We found that the decision tree accurately classified target and contaminant sequences based on measured descriptors. Importantly, the decision tree did not require a priori identification of significant descriptors and identified informative measures in constructing the model. Current decontamination methods can be time-consuming and require multiple manual steps that reduce reproducibility. In contrast, decision tree decontamination is readily implemented. The generality of the method means there are potentially many uses in biology.
We implemented our decision tree on three empirical datasets and twenty simulated datasets. The ‘real’ organisms included two nematodes from laboratory cultures, C. remanei and C. latens, that were found to be contaminated with microbes and one rotifer, Adineta vaga. The bdelloid rotifer A. vaga is both ameiotic and asexual and 8% of its genes are of non-metazoan origin . We included A. vaga to determine if a decision tree could accurately separate foreign DNA from horizontally transferred DNA in an organism with high levels of confirmed HGT [35–37]. In order to test the methods on a range of genome-contaminant data structures we also simulated genomic and transcriptomic libraries from the published gene sequences of the plant Arabidopsis thaliana, the nematode C. elegans, the fruitfly D. melanogaster, and the pufferfish Takifugu rubripes. We contaminated each of these with a single microbe, the yeast Candida albicans, a low coverage mix of the microbial species listed above, an archaeon from the microbial dark matter project  and a mix of Homo sapiens and the common microbial contaminant Bradyrhizobium sp. [5, 6].

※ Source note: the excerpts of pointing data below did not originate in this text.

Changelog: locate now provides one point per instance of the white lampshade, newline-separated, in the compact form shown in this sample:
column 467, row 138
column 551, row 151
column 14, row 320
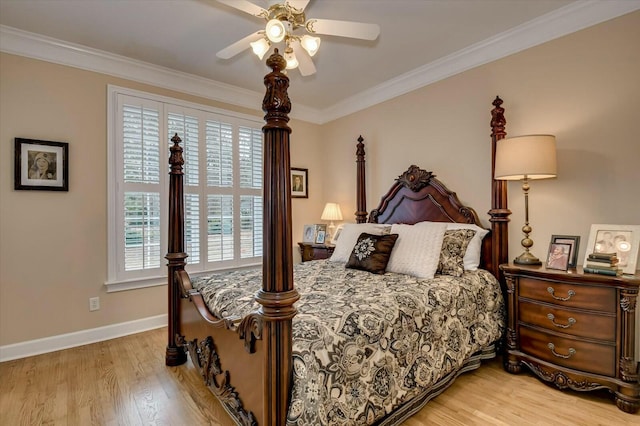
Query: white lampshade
column 531, row 157
column 331, row 212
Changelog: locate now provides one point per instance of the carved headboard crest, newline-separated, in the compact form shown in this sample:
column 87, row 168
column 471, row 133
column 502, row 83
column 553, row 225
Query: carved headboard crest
column 415, row 178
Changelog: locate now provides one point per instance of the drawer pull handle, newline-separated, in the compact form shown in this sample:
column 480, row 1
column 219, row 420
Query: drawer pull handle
column 570, row 294
column 551, row 346
column 552, row 318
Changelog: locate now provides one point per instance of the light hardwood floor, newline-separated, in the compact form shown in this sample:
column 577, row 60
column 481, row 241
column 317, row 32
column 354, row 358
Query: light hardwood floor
column 125, row 382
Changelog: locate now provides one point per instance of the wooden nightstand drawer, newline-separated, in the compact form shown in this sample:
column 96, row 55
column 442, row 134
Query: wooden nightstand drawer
column 576, row 323
column 576, row 354
column 570, row 295
column 574, row 330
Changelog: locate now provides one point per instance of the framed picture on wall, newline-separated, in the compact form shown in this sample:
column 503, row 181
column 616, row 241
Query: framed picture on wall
column 41, row 165
column 623, row 240
column 299, row 183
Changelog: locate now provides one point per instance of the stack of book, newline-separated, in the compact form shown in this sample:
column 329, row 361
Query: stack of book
column 602, row 263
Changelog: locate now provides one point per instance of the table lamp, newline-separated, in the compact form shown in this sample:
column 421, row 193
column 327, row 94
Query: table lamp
column 525, row 158
column 331, row 212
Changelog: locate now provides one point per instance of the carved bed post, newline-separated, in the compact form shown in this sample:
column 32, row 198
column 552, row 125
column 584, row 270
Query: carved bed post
column 176, row 256
column 361, row 188
column 499, row 212
column 278, row 293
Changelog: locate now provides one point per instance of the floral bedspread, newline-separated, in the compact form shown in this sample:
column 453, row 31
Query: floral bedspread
column 363, row 343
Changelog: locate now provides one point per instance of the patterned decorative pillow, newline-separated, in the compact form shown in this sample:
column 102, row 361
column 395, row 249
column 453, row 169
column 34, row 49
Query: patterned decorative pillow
column 371, row 252
column 454, row 246
column 349, row 236
column 474, row 249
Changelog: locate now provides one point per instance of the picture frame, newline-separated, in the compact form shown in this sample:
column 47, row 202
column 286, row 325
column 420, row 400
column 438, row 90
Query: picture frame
column 336, row 233
column 320, row 233
column 299, row 183
column 558, row 256
column 309, row 234
column 624, row 240
column 574, row 241
column 41, row 165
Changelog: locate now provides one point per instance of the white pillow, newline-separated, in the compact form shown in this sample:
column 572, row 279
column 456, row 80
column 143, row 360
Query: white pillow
column 349, row 237
column 417, row 249
column 472, row 255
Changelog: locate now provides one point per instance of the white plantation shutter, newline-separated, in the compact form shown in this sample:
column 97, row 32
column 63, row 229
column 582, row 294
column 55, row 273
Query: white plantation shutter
column 223, row 204
column 250, row 147
column 219, row 154
column 250, row 226
column 141, row 230
column 220, row 230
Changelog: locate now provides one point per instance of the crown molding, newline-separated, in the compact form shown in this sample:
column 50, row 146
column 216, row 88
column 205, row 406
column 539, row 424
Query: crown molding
column 566, row 20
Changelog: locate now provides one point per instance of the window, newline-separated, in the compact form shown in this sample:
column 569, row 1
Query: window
column 222, row 187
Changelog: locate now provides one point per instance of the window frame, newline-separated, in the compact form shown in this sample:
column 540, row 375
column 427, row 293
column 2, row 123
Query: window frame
column 119, row 280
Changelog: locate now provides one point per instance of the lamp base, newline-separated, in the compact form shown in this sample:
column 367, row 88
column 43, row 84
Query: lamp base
column 527, row 258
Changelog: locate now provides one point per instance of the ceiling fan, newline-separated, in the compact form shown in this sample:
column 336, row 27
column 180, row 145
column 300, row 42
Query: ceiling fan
column 284, row 18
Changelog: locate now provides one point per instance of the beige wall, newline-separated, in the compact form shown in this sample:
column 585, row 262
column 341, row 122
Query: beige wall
column 53, row 246
column 584, row 88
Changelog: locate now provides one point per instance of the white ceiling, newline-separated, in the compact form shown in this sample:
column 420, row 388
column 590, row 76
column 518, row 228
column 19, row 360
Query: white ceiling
column 420, row 41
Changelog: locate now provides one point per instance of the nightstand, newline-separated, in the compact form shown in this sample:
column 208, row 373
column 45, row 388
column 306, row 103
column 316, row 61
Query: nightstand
column 574, row 330
column 311, row 251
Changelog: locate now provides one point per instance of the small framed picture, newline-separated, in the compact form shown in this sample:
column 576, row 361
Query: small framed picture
column 41, row 165
column 623, row 240
column 558, row 257
column 336, row 234
column 299, row 183
column 309, row 234
column 574, row 241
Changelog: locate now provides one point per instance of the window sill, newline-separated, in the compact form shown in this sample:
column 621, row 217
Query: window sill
column 114, row 286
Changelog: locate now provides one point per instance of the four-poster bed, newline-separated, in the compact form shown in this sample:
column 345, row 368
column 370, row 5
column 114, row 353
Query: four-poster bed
column 246, row 354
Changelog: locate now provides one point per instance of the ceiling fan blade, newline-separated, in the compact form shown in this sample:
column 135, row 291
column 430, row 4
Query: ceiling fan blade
column 240, row 45
column 305, row 63
column 343, row 28
column 298, row 4
column 246, row 6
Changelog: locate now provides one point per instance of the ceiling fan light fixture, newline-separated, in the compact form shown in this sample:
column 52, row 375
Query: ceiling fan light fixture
column 275, row 30
column 290, row 57
column 260, row 47
column 310, row 44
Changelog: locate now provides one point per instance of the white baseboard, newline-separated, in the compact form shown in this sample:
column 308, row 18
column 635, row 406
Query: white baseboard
column 79, row 338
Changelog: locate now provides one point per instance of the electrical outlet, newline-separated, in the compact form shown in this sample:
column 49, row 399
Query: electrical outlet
column 94, row 303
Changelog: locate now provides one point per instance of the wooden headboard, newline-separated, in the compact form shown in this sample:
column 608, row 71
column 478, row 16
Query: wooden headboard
column 417, row 196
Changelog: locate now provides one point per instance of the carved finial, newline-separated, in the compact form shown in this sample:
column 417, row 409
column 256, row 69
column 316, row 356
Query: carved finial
column 175, row 159
column 276, row 103
column 497, row 118
column 360, row 147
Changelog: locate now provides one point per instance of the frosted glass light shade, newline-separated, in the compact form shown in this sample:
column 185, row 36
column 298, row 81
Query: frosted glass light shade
column 310, row 44
column 275, row 30
column 331, row 212
column 260, row 47
column 532, row 156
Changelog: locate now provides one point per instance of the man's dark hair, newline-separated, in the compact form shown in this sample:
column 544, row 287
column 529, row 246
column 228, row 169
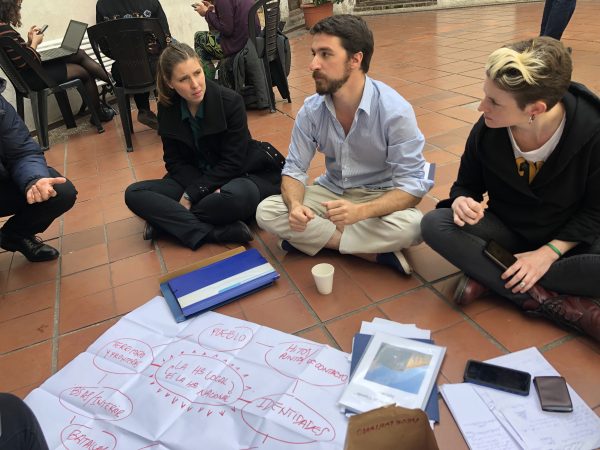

The C. remanei genome sequence was estimated to be 131 Mb (Table 1) by flow-cytometry [39, 40] and initial analyses with Basic Local Alignment Search Tool (BLAST)  indicated that the assembly contained excess sequence due to microbial contaminants. The most prevalent taxonomic origin in the entire assembled genome set was C. remanei (Fig. 2) and the second most prevalent origin was the microbial contaminant E. coli. The third most prevalent organism was an unnamed Chryseobacterium species, also a microbial contaminant. 409 scaffolds could not be assigned taxonomic origin with BLAST.
For C. latens the most prevalent taxonomic origin was a microbial contaminant, Stenotrophomonas maltophilia, that was also found in the C. remanei assembled sequence (Fig. 2). The second most prevalent taxonomic origin was C. remanei. This is likely because C. latens is a recently described species (previously C. species 23 ) and there are few C. latens sequences in public databases. C. remanei and C. latens are closely related and partially interfertile . We were not able to identify a taxonomic origin for 429 of the assembled scaffolds.
For the A. vaga dataset there were non-metazoan BLAST alignments as expected under a model of high HGT. BLAST could not identify a taxonomic origin for 34,264 A. vaga scaffolds (Fig. 2) which was likely due to the low number of rotifer sequences in public databases. In order to identify probable contaminants we focused on an unusual pattern of 989 BLAST alignments to a single strain of E. coli (K-12 strain C3026), 206 BLAST alignments to a single strain of the human pathogen Shigella flexneri (4c), and 26 BLAST alignments to the microbe Variovorax paradoxus.
We removed the target species genome sequences from the NCBI nucleotide (nt/nr) database and used BLAST to assign taxonomic origin. We aligned DNA and RNA sequence reads to each genome and calculated 8 predictor variables for scaffolds: (1) length, (2) GC content, (3) mean DNA sequencing coverage, (4) mean RNA sequencing coverage, (5) percent of scaffold covered in DNA alignment, (6) percent of scaffold covered in RNA alignment, (7) GC content of aligned DNA reads, and (8) GC content of aligned RNA reads.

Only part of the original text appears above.